I’m finding myself in food fights with the girls. It seems the list of “I don’t like…” is getting longer and longer. Add that to the erratic, messy and unpredictable nutrient ingestion habits of my gym rat husband and it seems that rhythm around food is NOT happening around here how I’d envisioned. Or rather, the rhythm had denigrated to a punctuation mark that plays out as a feeling of dread coming from the back seat as Clover and Belles ask their everyday question when I pick them up from school: What’s for dinner?

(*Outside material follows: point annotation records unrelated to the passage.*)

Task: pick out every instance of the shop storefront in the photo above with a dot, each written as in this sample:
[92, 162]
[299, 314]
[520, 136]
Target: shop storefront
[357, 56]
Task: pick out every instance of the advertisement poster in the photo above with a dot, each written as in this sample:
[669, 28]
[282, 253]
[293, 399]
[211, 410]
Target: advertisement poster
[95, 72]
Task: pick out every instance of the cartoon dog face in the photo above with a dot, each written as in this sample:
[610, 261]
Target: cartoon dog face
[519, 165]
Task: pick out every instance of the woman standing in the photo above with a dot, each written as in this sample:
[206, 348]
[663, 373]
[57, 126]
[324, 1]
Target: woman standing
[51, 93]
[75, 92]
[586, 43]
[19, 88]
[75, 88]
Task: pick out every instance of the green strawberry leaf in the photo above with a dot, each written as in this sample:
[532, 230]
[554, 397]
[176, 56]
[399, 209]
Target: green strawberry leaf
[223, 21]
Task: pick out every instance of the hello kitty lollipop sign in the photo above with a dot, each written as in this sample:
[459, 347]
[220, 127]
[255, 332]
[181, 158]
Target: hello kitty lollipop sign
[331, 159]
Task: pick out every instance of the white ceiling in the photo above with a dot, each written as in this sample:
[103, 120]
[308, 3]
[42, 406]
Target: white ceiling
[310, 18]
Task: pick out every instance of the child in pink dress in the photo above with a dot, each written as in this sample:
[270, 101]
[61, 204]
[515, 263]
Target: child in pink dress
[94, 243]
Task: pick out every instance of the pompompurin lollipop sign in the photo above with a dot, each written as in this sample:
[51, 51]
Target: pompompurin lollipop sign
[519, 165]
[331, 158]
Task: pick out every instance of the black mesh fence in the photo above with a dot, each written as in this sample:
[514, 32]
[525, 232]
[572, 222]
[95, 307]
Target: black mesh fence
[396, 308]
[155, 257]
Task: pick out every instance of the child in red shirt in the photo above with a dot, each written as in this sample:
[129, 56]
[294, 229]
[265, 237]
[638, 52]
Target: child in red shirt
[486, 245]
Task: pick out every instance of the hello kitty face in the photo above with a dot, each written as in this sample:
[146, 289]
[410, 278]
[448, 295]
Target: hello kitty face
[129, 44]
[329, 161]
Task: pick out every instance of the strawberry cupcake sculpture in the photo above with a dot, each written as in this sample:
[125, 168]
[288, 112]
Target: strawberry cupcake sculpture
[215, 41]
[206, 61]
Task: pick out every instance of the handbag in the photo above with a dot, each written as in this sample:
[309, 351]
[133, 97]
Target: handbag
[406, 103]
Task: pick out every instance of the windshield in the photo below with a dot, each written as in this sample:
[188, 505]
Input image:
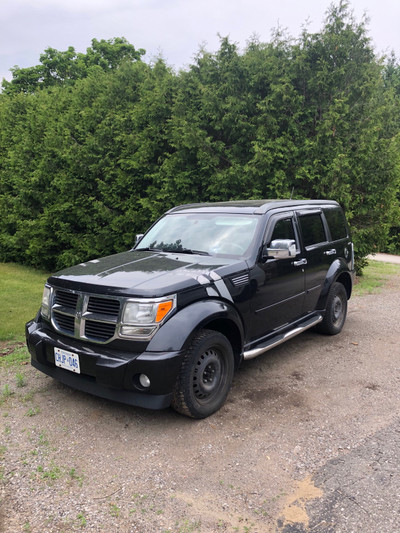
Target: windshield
[202, 233]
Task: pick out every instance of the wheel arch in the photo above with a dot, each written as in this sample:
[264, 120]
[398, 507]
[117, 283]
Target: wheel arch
[338, 272]
[178, 332]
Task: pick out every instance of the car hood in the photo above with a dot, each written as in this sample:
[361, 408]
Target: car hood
[144, 273]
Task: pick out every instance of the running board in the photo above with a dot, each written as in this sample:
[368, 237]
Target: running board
[283, 337]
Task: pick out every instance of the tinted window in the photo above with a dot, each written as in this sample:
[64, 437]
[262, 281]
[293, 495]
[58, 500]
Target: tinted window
[312, 229]
[336, 222]
[283, 230]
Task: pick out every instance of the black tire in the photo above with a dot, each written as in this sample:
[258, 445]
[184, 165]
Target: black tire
[336, 311]
[205, 376]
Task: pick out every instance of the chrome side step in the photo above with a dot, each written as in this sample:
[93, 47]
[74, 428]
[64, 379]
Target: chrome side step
[283, 337]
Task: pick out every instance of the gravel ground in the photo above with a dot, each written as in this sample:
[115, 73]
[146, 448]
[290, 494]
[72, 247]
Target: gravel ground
[307, 441]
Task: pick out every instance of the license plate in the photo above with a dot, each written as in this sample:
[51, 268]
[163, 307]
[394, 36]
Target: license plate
[67, 360]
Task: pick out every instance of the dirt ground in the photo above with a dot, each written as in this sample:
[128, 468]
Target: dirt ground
[300, 421]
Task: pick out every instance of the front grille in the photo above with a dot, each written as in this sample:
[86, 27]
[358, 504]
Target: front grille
[104, 306]
[99, 330]
[66, 299]
[85, 316]
[65, 323]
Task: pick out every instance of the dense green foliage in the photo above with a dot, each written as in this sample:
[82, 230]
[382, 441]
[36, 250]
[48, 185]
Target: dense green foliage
[94, 147]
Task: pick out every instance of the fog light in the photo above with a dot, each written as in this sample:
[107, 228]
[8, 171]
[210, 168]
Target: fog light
[144, 381]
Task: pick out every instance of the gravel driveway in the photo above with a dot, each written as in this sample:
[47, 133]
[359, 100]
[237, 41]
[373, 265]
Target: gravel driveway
[308, 441]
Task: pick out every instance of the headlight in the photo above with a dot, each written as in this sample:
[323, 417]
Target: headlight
[45, 309]
[141, 318]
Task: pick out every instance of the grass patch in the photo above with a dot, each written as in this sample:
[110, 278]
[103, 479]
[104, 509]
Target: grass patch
[374, 277]
[21, 291]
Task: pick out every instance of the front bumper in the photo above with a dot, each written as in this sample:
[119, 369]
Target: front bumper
[108, 373]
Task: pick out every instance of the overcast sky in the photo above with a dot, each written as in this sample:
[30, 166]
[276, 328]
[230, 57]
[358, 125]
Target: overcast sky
[174, 29]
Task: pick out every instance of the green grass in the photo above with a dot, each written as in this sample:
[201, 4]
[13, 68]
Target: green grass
[374, 277]
[21, 291]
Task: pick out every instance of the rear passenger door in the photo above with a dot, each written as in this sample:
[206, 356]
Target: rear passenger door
[319, 254]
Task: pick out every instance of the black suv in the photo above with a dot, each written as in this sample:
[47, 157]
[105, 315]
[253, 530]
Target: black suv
[207, 286]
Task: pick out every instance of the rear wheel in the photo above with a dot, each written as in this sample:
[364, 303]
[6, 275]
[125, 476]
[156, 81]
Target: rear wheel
[336, 310]
[205, 376]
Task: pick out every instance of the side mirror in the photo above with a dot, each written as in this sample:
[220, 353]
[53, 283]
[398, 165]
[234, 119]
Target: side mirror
[280, 249]
[138, 238]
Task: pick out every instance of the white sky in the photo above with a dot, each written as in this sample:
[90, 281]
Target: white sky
[176, 29]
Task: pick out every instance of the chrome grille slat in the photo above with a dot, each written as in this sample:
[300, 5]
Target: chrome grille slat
[84, 316]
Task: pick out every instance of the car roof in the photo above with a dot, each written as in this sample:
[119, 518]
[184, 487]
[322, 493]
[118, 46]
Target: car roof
[257, 207]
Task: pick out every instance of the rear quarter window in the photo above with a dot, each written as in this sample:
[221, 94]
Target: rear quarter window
[312, 229]
[336, 222]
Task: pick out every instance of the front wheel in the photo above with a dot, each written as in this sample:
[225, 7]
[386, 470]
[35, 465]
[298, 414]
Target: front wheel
[205, 376]
[336, 310]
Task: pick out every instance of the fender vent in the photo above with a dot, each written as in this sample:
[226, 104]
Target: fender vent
[241, 280]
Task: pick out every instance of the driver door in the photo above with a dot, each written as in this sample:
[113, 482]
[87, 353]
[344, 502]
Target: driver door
[280, 283]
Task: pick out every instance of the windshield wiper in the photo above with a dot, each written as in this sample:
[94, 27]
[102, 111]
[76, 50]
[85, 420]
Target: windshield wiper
[185, 251]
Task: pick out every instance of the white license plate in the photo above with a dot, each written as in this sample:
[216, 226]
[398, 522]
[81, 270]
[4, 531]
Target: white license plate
[67, 360]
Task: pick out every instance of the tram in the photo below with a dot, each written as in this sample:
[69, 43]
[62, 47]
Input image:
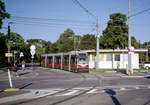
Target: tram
[74, 61]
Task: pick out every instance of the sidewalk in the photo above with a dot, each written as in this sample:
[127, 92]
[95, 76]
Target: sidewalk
[136, 74]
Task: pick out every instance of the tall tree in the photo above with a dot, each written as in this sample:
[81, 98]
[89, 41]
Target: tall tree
[88, 41]
[42, 47]
[3, 47]
[115, 34]
[65, 41]
[3, 13]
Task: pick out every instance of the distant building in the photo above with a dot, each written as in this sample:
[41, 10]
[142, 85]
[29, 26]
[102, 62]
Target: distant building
[111, 59]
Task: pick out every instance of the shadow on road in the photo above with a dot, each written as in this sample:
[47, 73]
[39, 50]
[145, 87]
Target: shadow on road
[112, 93]
[24, 73]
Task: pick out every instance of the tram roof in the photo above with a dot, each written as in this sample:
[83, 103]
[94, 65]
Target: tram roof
[93, 51]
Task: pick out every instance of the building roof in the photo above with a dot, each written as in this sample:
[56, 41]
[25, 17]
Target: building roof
[116, 50]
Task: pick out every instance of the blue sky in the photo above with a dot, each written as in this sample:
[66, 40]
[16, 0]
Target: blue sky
[62, 14]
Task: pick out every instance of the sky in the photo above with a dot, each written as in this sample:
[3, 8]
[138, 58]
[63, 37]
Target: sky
[47, 19]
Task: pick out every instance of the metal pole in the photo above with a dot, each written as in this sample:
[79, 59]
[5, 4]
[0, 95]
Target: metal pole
[130, 70]
[10, 80]
[8, 42]
[97, 45]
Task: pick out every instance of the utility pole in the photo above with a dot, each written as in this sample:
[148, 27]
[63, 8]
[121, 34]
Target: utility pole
[97, 44]
[9, 41]
[130, 69]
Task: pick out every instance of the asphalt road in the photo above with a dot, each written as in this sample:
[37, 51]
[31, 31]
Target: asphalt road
[57, 87]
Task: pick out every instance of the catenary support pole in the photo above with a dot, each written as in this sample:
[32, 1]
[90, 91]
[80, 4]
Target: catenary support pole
[130, 69]
[97, 45]
[10, 80]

I start with a cheerful reply. I usually don’t have dinner exactly planned out as I thrive on the creativity of using what is on hand. I pick something I have. Broccoli. They love broccoli.
‘What else Mummy?’
‘Stuffed chicken.’ I might reply on the fly.
‘Ummm.. what’s that?’
Here we go: ‘It’s a chicken breast with spinach, sun dried tomato and goat cheese inside.’
I want to teach them about food but I think this is exactly where it starts to go down hill. I give them something to protest.
‘But I don’t like spinach.’
I justify my position: ‘It’s only a tiny bit in each one. That’s what’s for dinner.’
I feel defensive. I love food. JMac loves whatever I make (even if it’s on his unspoken LIST).
I still think I am am trying to curry the favour of my children. Would I do this if they fell out of my own womb? Really. Would I?
Well, recently I fed them curry. Meatless Monday (yet to be disclosed as a ritual to the fam-damily) was a chickpea and veggie curry. They took about an hour to eat it but it was without complaint. To be fair it was totally bland. An introduction of sorts. Their palates were temporarily tamed.